Zika pitches his menus towards that sweet spot between the familiar (grilled salmon) and the interesting (the toasted hazelnuts, brown butter and pink grapefruit gel that accompany it). You get the sense he could push the boat out a fair bit further if he wanted to, but by the same token there's nothing lazy or jaded on this carte. There's as much rigour put into the conception of the vegetarian main-course option (orso pasta cooked pipérade-style with crisp rice, basil and parmesan), for instance, as there is the sexier likes of roast scampi with radishes, and oyster and tarragon sauce.
For his salad of baby golden and target beetroot, too, Zika isn't content to go down the goat's-cheese road more travelled, opting instead for the lush contrast of persimmon. A purée of pickled beetroot underneath brings acid to the party, feathery tufts of coriander sponge and a crumble of pine nuts supply textural intrigue. Did I mention this guy can really cook?

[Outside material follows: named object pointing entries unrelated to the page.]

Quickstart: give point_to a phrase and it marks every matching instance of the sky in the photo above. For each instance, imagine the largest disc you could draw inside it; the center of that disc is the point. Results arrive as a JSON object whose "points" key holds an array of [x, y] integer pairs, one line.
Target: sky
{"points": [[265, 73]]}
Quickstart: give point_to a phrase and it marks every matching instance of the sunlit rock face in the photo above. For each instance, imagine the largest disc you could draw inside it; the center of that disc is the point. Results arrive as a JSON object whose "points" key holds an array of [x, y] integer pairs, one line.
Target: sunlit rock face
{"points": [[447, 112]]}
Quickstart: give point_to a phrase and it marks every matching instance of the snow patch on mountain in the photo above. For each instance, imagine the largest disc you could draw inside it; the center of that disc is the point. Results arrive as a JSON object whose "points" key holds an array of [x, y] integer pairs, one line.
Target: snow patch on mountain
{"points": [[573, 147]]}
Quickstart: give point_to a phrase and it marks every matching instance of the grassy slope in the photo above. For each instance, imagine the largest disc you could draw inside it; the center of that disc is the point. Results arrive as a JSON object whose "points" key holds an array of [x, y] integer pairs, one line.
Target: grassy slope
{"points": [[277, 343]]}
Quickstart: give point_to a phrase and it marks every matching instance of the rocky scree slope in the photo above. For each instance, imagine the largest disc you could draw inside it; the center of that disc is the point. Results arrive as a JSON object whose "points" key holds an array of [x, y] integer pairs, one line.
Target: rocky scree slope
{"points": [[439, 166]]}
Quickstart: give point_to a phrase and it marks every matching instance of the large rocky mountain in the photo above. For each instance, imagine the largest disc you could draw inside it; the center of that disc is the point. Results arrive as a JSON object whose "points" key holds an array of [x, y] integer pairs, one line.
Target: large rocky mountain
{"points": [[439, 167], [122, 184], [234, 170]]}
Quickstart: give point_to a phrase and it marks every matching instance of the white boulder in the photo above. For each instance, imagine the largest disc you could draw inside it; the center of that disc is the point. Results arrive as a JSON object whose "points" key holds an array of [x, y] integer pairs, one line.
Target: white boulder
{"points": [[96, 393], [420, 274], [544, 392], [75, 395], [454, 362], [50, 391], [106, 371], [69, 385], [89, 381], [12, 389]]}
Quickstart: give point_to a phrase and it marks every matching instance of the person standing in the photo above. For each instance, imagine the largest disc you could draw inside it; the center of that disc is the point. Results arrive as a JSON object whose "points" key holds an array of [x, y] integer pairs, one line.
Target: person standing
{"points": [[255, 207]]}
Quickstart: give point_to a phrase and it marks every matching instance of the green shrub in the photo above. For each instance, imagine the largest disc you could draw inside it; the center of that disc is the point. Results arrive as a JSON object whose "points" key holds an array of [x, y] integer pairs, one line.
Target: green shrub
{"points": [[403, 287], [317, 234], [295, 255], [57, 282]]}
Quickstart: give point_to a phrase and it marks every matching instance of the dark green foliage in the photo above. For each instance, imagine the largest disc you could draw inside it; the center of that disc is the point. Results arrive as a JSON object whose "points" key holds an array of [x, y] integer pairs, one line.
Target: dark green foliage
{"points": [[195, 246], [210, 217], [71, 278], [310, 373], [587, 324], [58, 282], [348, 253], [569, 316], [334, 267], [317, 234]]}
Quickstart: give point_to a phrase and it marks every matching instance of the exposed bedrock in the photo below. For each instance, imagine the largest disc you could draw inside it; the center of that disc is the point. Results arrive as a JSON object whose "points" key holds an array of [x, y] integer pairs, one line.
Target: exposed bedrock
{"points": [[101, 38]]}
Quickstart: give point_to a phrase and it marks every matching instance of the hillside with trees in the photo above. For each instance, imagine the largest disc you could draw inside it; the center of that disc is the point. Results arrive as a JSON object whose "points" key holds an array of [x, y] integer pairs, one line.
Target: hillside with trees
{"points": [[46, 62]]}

Zika's gift for putting just the right amount of spin on the ball holds true through dessert. Caramelised oat crumble is the foil for a very fine poached white peach, paired with basil sorbet; hunks of honeycomb and an almond-milk ice-cream accompany chopped raspberries and strawberries. Mostly, though, I'm here for the soufflé: black olives and mango. (Not black olives and mango again, you moan.) Hey, it works.
In Cottage Point Inn circa 2014 we find the meeting of a unique site and an unusual talent. Guillaume Zika cooks with all the vigour you'd expect of a man who suddenly finds himself in the sunshine after a decade spent cooking underground. He couldn't unlearn his fine-dining training even if he wanted to, but here his cooking is animated by an exuberance I'd like to think is drawn from his new home. Cue the kookaburras: the good times are here.